The Republican Party, in particular, has mounted an extensive effort, hoping to put some 50,000 people in this role into polling places nationally. A federal court decree that had blocked Republicans from such efforts since 1982 because of findings that the party had engaged in voter suppression efforts against minorities in New Jersey, was lifted by a federal judge, effective at the end of 2018.
On the night of Nov. 3, the results you’ll see reported first likely will be from votes cast that day or during early in-person voting. Be wary of those numbers.
The state allows the counties to begin processing absentee ballots two weeks before Election Day — but they cannot be counted until Election Day. The idea is that opening the envelopes, taking out the ballots, and gathering together will speed up the counting process.
“We have been accustomed to learning the results of an election on election night, or at least in the wee hours of the morning after Election Day,” said Atlanta attorney Marc Hershovitz, whose resume includes work with political candidates and campaigns. “As anyone who has ever come home from a long vacation to find a large pile of mail knows, processing a large volume of mail takes time. In past elections, the percentage of people voting by absentee ballot has been small. But in 2020, because of the pandemic, there is a massive number of people voting by absentee ballot. Counting those votes will take time.”
And with perhaps 2 million or more Georgians voting by absentee ballot and the hours that will be needed to count those ballots, the outcome of some races may not be known until Wednesday. Or Thursday. Or Friday.

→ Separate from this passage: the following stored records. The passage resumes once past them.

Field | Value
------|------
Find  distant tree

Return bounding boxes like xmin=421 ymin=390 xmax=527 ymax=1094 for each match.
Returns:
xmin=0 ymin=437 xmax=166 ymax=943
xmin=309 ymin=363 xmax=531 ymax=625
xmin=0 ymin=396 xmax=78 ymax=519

The state gives the counties 10 days, until Nov. 13, to certify results and Secretary of State Brad Raffensperger, a Republican, has until Nov. 20 to put the state’s stamp of approval on the numbers. Georgia does not automatically recount votes in close races. Candidates may request a recount, paid for by the state, within two days of county certification, if the margin is less than or equal to 0.5 percent.
In races where no candidate wins a majority of the vote, runoffs for state and local offices will take place Dec. 1 and for federal offices Jan. 5. A runoff is likely in the 21-candidate, open primary to fill the final two years of the term of retired U.S. Sen. Johnny Isakson and is possible in the other Senate race, between incumbent Republican David Perdue, Democratic Jon Ossoff, and Libertarian Shane Hazel.
Readers who remember the term “hanging chad” already have been through a presidential election that ultimately was decided by the Supreme Court of the United States. The Republican and Democratic parties have teams of lawyers who will be standing by Election Day and in the days after, if necessary, if they feel there is a case to make.
There is one thing attorney Hershovitz would like to see. “There is no rule or law that says results have to be announced immediately. But television networks and stations like excitement and drama, and every newspaper wants a banner headline. They are conditioning the public to think that results must be known immediately. If the media were to take a collective deep breath on Election Day and say ‘just go about your days like normal and we’ll let you know what the results are in a week or two after all the votes have been counted,’ we’d all be better served,” he said.